La scoperta della possibilità di lavorare, o studiare, da casa e quindi la rimodulazione dell’impianto lavorativo e didattico, se non verrà abbandonata passata questa pandemia – e non è affatto detto che succeda – porterà con sé la necessità di avere reti telematiche più capaci per supportare l’aumento progressivo del carico di lavoro delle stesse.

Anche l’introduzione della rete 5G, al netto delle criticità sulla sua sicurezza che abbiamo già ampiamente dibattuto, richiederà, unitamente a quanto appena detto, una “capacità di carico” molto maggiore rispetto a quella esistente, che, lo ricordiamo, si basa sull’utilizzo di server e sui cablaggi, che rappresentano ancora la stragrande maggioranza delle infrastrutture attraverso cui passa il flusso di dati nel mondo: è stato infatti calcolato che il 95-97% delle informazioni scorra attraverso una fitta rete di cavi che corrono per più di 1,2 milioni di chilometri tra tutti i continenti.

La sicurezza delle infrastrutture

Si aprono quindi degli interrogativi sulla sicurezza di queste infrastrutture non indifferenti. Come assicurare una rete funzionante e in grado di sopportare il carico di lavoro in casi di emergenza? Chi avrà il controllo di tale rete e delle infrastrutture annesse? È giusto affidarsi a società straniere per la costruzione e gestione di cablaggi, cabine server, ripetitori e altro?

In Italia esiste una recente normativa, chiamata Golden Power, che nel 2017 è stata estesa a settori “ad alta intensità tecnologica come l’immagazzinamento e la gestione dei dati e le infrastrutture finanziarie; le tecnologie critiche, compresa l’intelligenza artificiale, la robotica, i semiconduttori, le tecnologie con potenziali applicazioni a doppio uso, la sicurezza in rete e la tecnologia spaziale o nucleare”. In parole povere si tratta di uno strumento che permetterà allo Stato di fermare qualsiasi tipo di ingerenza esterna, se effettuata direttamente da una nazione straniera o tramite società private ad essa legate, per garantire e mettere al sicuro l’economia nazionale e le sue infrastrutture, comprese quelle strategiche.

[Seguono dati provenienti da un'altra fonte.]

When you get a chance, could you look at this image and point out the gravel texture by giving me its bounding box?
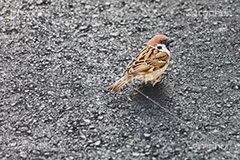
[0,0,240,160]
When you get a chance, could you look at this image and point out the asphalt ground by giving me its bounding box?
[0,0,240,160]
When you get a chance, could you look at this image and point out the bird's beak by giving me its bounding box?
[166,38,174,45]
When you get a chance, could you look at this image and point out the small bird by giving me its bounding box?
[108,35,174,93]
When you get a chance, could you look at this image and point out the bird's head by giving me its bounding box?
[147,35,174,49]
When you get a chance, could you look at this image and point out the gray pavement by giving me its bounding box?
[0,0,240,160]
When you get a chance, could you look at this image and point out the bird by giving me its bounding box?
[108,35,174,93]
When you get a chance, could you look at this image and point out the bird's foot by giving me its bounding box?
[153,77,162,86]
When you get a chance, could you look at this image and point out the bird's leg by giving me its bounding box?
[153,77,162,86]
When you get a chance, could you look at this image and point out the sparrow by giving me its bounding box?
[108,35,174,93]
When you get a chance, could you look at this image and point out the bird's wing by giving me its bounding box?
[124,46,169,76]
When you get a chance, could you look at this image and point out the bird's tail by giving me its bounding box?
[108,75,132,93]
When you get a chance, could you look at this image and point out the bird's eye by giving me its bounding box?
[157,46,162,49]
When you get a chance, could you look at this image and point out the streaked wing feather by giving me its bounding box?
[124,46,169,76]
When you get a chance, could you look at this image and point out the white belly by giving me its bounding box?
[135,64,168,82]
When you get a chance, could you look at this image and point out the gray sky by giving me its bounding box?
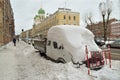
[10,0,120,34]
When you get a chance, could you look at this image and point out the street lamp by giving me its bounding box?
[99,2,107,41]
[99,0,112,41]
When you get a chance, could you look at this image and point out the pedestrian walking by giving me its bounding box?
[13,37,16,46]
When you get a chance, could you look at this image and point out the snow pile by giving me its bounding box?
[47,25,101,62]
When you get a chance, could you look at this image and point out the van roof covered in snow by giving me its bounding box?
[47,25,100,61]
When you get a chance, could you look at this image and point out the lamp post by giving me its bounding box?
[99,2,107,41]
[99,0,112,41]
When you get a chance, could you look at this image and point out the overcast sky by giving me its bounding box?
[10,0,120,34]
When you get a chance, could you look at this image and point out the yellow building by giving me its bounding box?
[0,0,15,46]
[33,8,80,38]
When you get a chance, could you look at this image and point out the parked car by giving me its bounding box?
[95,38,105,46]
[106,40,120,48]
[34,25,104,69]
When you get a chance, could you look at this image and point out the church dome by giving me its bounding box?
[38,8,45,14]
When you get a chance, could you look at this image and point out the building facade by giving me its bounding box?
[21,8,80,39]
[33,8,80,38]
[0,0,15,46]
[87,19,116,38]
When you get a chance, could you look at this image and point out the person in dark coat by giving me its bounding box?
[13,38,16,46]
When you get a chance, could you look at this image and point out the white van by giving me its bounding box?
[46,25,101,64]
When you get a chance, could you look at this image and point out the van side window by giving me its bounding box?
[47,41,51,46]
[53,42,58,49]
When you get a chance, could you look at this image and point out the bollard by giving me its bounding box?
[108,46,111,68]
[86,46,90,75]
[90,52,93,68]
[104,51,107,65]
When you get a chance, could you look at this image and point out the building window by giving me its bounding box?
[74,16,76,20]
[64,15,66,19]
[69,16,71,20]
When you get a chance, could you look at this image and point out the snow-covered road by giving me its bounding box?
[0,41,120,80]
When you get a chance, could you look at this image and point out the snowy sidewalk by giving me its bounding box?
[0,41,120,80]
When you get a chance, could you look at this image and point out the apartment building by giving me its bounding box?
[0,0,15,46]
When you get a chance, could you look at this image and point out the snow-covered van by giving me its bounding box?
[33,25,101,69]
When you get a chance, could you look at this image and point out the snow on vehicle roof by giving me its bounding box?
[47,25,101,62]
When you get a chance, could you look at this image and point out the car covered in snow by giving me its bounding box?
[34,25,102,69]
[106,40,120,48]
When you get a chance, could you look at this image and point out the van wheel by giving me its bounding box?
[57,58,66,63]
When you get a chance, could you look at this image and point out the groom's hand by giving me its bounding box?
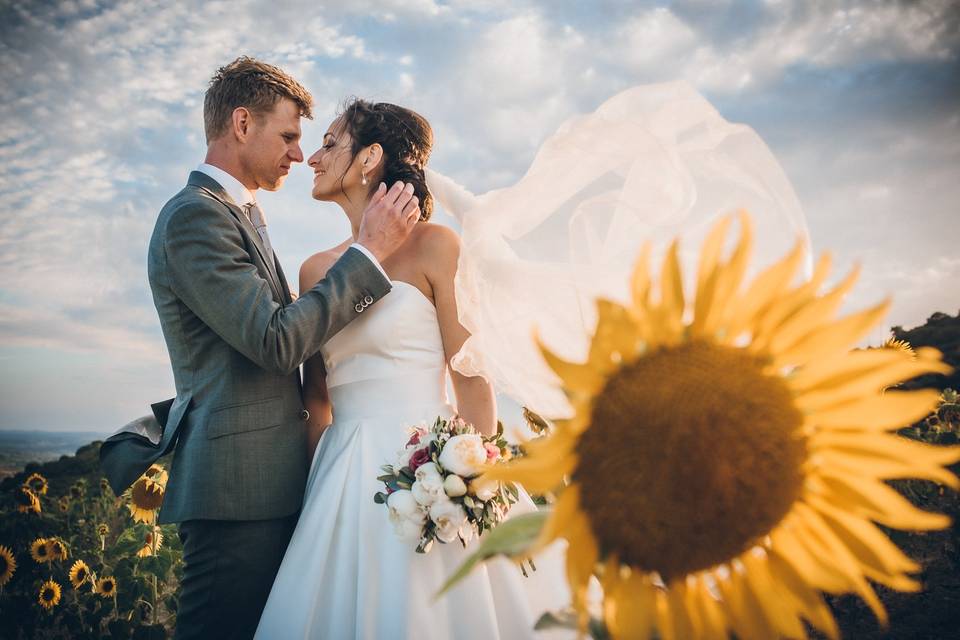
[357,182,420,263]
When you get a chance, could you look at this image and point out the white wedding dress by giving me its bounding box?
[256,281,572,640]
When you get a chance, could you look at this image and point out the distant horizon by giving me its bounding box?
[0,0,960,433]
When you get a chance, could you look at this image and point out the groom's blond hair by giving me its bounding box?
[203,56,313,144]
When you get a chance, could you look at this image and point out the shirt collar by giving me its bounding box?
[197,162,256,207]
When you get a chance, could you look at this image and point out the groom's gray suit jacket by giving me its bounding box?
[100,171,390,523]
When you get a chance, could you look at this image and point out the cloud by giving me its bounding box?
[0,0,960,428]
[609,0,960,92]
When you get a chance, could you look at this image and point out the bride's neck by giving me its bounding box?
[339,198,369,242]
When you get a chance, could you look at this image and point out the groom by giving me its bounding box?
[101,57,420,639]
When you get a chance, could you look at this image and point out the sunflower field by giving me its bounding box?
[0,442,182,639]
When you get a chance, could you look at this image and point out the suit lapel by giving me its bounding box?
[187,171,290,304]
[274,253,293,306]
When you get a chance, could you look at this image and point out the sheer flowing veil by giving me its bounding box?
[427,82,810,417]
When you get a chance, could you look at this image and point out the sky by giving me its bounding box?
[0,0,960,433]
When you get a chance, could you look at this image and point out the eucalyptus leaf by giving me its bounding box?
[434,510,550,599]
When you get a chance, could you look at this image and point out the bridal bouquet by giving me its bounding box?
[374,417,518,553]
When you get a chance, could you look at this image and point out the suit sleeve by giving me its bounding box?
[163,204,390,374]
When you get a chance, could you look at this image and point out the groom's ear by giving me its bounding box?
[230,107,253,142]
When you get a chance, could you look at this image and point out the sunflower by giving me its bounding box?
[47,538,70,560]
[129,472,166,524]
[0,545,17,587]
[70,478,87,500]
[486,213,960,638]
[70,560,90,589]
[137,526,163,558]
[13,485,40,513]
[37,580,60,611]
[30,538,54,564]
[24,473,50,496]
[143,464,167,487]
[880,338,915,356]
[93,576,117,598]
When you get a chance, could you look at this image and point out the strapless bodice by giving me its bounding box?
[320,280,446,389]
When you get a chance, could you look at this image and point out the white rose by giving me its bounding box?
[413,462,443,480]
[469,478,499,502]
[443,473,467,498]
[410,469,447,507]
[440,433,487,478]
[430,500,467,542]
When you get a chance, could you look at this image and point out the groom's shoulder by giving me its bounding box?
[410,222,460,256]
[157,184,230,226]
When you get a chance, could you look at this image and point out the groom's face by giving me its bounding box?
[244,98,303,191]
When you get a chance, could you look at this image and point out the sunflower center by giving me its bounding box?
[574,342,806,580]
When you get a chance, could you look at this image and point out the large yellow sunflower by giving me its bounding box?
[47,538,70,560]
[24,473,50,496]
[30,538,56,564]
[137,526,163,558]
[37,580,60,611]
[93,576,117,598]
[70,560,90,589]
[486,213,960,639]
[129,464,167,524]
[0,545,17,587]
[13,485,40,513]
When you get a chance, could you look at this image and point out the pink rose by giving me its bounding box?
[408,447,430,471]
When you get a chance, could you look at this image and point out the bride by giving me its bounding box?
[256,100,569,640]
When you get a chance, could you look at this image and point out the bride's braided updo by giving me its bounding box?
[342,98,433,220]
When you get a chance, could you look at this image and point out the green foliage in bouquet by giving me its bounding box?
[0,443,182,639]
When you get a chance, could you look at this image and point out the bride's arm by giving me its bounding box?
[421,225,497,435]
[300,253,333,460]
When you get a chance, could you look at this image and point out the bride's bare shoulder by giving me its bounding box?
[411,222,460,277]
[300,238,352,292]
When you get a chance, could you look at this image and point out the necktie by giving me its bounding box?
[243,202,273,259]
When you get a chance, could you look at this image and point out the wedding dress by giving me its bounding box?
[256,280,572,640]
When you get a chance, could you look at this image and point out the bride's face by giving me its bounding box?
[307,118,366,200]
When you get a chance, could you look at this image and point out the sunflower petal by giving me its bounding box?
[809,496,921,577]
[796,503,888,626]
[789,349,952,402]
[727,239,806,336]
[820,468,950,531]
[704,211,753,334]
[604,571,656,640]
[801,389,940,431]
[770,553,840,640]
[769,267,860,353]
[690,216,733,336]
[659,240,685,344]
[740,551,804,638]
[773,300,890,368]
[750,253,833,352]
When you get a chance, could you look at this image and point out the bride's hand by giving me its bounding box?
[357,182,420,263]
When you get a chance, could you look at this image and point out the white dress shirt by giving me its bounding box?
[197,162,390,280]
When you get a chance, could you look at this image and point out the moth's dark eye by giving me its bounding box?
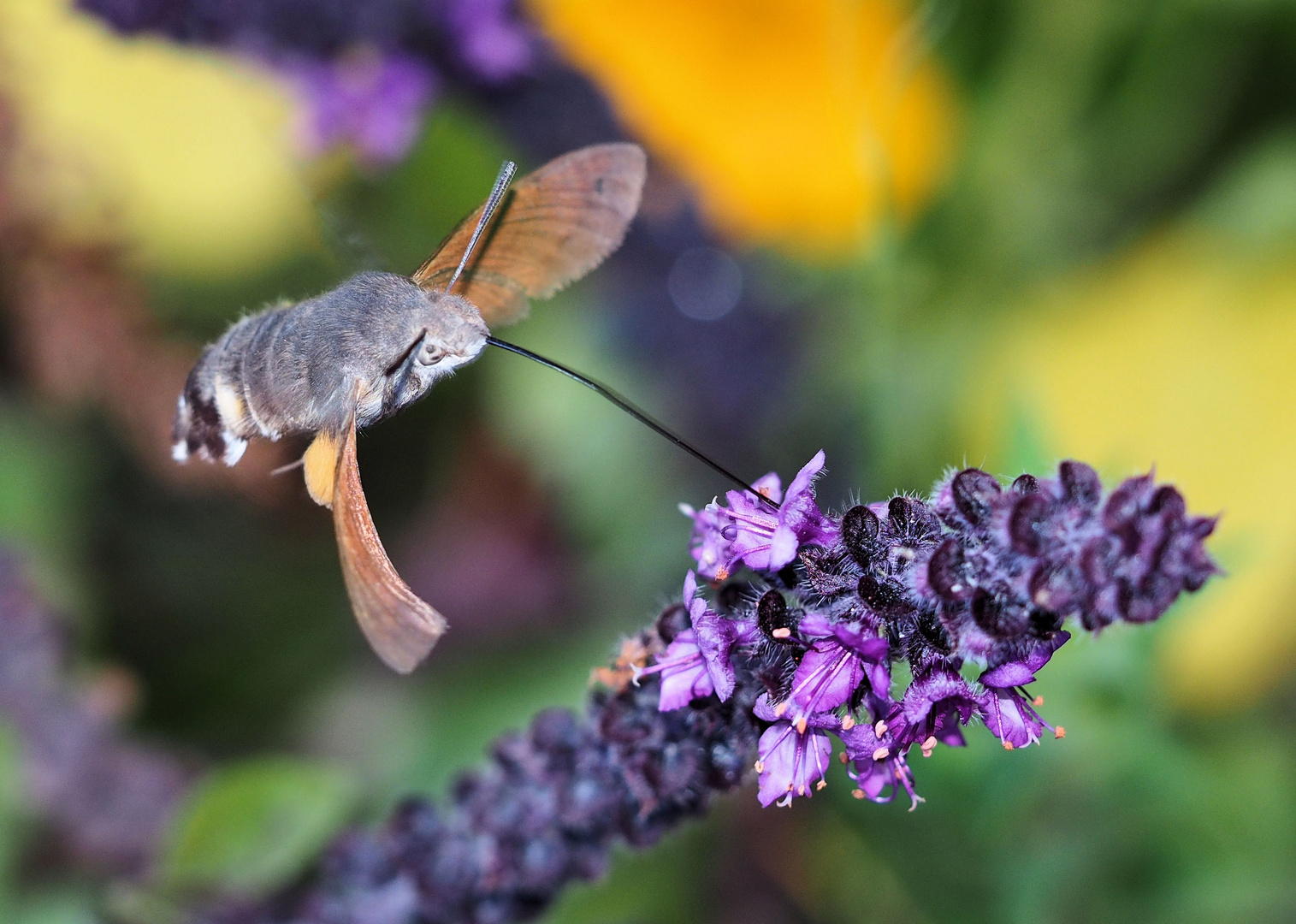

Potrebbe però non essere efficace in casi di emergenza: anche se tali infrastrutture è accertato che non siano sotto il controllo di enti statuali terzi potenzialmente ostili, come la Cina, sono comunque collegate alla rete globale, che potrebbe collassare in caso di sovraccarico o per interventi esterni.

Le scelte di Russia e Francia

Alcuni Paesi hanno infatti capito questa criticità e si sono attivati di conseguenza: la Russia, ad esempio, sta attivando la sua propria rete telematica, chiamata Runet, che può funzionare indipendentemente da quella globale del World Wide Web ed esserne scollegata alla bisogna. La stessa Francia ha intrapreso una strada simile, sebbene non così drastica, con la creazione di Qwant, un motore di ricerca e navigazione che utilizza nel suo sistema amministrativo per scollegarsi dai server di Google.